The appointment of Boris Johnson as prime minister of the United Kingdom has not convinced the British market. Since its arrival last July, investors have mobilized and disinvestments on the island have accelerated.

While during the month of June the withdrawal of investments was 744 million pounds, in July this amount has reached 1,200 million pounds, 38% more, according to figures published by the Investor Association of the United Kingdom.

The uncertainty regarding the process of separation of the United Kingdom from the European Union has increased after the arrival of Johnson, since he is in favor of carrying out a hard ‘Brexit’.

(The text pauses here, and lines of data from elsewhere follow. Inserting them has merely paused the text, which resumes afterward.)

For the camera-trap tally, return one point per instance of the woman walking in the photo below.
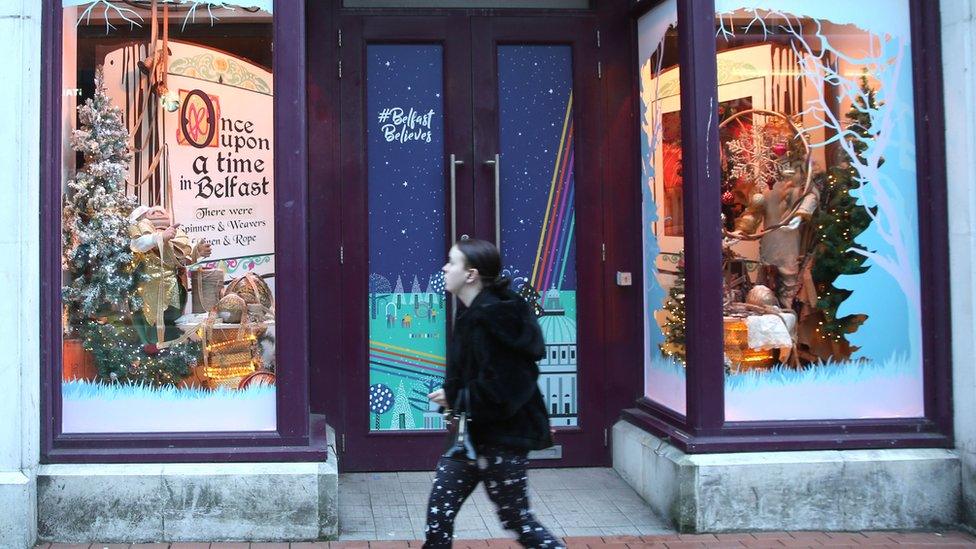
(492, 366)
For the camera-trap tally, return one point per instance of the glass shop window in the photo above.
(168, 217)
(819, 210)
(662, 207)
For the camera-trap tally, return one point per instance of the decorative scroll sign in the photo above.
(220, 144)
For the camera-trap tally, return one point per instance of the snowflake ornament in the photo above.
(754, 156)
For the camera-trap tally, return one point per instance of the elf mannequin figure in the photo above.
(161, 251)
(781, 248)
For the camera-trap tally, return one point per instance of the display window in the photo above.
(813, 240)
(168, 218)
(662, 208)
(821, 305)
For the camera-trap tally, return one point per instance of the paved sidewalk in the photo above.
(587, 501)
(670, 541)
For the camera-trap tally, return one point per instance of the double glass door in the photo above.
(462, 125)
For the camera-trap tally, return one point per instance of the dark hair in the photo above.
(484, 256)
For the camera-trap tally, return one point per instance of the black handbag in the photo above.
(461, 447)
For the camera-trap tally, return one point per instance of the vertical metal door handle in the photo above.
(496, 163)
(454, 164)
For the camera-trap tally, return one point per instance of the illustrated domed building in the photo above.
(557, 370)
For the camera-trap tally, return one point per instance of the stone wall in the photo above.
(20, 42)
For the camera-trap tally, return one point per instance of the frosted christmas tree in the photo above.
(96, 211)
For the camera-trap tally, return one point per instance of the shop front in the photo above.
(731, 219)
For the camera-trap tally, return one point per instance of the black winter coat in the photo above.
(496, 343)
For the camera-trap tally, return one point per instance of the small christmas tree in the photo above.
(98, 259)
(96, 210)
(674, 325)
(402, 413)
(838, 222)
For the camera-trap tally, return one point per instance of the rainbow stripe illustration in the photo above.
(404, 362)
(556, 235)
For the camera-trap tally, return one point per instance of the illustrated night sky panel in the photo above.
(405, 123)
(535, 88)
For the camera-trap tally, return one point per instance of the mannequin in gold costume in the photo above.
(161, 252)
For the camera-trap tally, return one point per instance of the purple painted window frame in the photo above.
(295, 438)
(704, 429)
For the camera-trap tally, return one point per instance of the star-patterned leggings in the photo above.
(504, 473)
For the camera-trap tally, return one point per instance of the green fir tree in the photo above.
(838, 222)
(96, 210)
(101, 287)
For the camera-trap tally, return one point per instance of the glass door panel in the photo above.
(536, 205)
(405, 165)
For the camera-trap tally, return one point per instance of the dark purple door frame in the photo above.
(704, 428)
(361, 449)
(454, 29)
(294, 439)
(582, 445)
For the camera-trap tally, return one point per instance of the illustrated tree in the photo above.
(99, 263)
(96, 210)
(838, 222)
(402, 409)
(674, 325)
(379, 291)
(380, 401)
(893, 247)
(398, 292)
(437, 288)
(423, 388)
(416, 291)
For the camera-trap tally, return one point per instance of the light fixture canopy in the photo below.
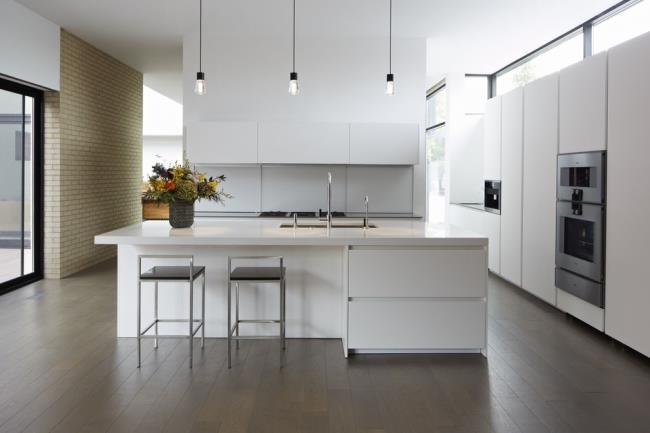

This situation does not favor the country’s market, as investors are increasingly reluctant to trust their savings to a country that has no solutions. However, in recent months investors have taken refuge in the bond market, which has experienced a rebound since Johnson’s appointment.

“We remain cautious about the complicated process of ‘ Brexit’ , as more volatility can occur , both in the pound and in the FTSE 100, depending on the news that we are getting to know by the end of the year,” analysts of Investing.com

The main index of the London Stock Exchange, the FTSE 100, has lost about 5% since Johnson succeeded Theresa May as the head of the country. Meanwhile, other European exchanges such as the Ibex 35 or the German DAX have fallen by around 2.5%.

In this context it has also been known that, according to the quarterly estimates of regional GDP, that the London financial services sector has been reduced by almost 12% in the last two years . This, together with the construction sector, are the main affected by the uncertainty generated by the ‘Brexit’ in the whole of the European Union.

Since the victory of the rupture on June 23, 2016, several funds domiciled in the United Kingdom have chosen to move their headquarters to other countries such as Luxembourg. According to an EY report, the British financial sector accumulates losses of 4,450 million euros due to the flight of foreign capital from the country, and this figure is only increasing.

In fact, the Bank of England has warned on numerous occasions of the risk of foreign investors losing their appetite for British financial assets due to a ‘Brexit’ without agreement.